I am not using the installer that often. I think you get presented an auto-generated partitioning scheme. Which you can edit. Just remove /home partition and edit / to span the space freed up by removing /home. In the edit screen of the / partition there is a button subvolume handling (or similar). That will bring up a list of subvolumes to be created on the partition. Just add /var/lib/docker. If /home is not listed there, add that too.
Ext4 would also be fine. I am not sure about snapper on ext4. I think it will not work.
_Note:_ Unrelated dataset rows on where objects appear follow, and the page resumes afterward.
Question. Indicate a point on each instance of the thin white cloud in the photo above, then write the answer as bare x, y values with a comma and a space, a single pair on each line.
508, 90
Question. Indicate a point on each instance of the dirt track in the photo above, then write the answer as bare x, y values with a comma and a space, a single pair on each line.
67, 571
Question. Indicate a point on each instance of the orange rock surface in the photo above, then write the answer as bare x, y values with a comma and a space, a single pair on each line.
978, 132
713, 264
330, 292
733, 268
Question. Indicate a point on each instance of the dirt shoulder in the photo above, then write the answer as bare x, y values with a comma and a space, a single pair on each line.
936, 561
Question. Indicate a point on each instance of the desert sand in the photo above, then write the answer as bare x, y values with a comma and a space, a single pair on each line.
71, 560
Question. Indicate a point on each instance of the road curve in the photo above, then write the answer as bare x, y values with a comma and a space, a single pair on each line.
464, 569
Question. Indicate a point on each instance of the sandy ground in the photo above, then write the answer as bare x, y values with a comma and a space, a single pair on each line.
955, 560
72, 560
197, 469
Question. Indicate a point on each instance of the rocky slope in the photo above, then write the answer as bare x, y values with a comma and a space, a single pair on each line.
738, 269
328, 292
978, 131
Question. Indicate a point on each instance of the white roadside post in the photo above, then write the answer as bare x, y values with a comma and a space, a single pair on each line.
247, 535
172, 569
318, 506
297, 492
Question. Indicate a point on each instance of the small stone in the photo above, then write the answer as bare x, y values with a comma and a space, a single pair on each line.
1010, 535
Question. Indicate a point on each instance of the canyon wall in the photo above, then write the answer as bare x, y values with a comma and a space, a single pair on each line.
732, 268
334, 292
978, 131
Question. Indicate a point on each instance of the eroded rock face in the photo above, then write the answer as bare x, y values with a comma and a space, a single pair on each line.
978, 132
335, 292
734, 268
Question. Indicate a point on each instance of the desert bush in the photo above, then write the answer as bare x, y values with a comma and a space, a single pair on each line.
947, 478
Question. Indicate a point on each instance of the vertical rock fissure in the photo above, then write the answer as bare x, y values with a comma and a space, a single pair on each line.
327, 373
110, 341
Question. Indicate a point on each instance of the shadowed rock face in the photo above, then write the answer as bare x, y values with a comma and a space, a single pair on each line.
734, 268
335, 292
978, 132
And there are no subvolumes on ext4. If you go that route, installation of docker should select overlay2 as storage driver.
So i made up my mind and i will be doing a fresh install with ext4 fs and since there will be no snapper i can have separate /home partition in case i have to reinstall OS .
From what i have read Overlay2 is much better isn’t it?
Also is it more secure to run docker containers with sudo instead of adding a user to the docker group ?
Overlay storage is fine. It is the recommended driver unless special setups like btrfs (which has its own driver) are used.
There is no need to run docker client as root. Just add your user to the group named docker and enable the docker service
sudo zypper in docker
sudo usermod -a -G docker <yourloginname>
sudo systemctl enable docker
Once you have logged out and back in, you can run docker commands. Start with “docker info” and check what storage driver it reports is used. If you need to change anything, check /etc/sysconfig/docker.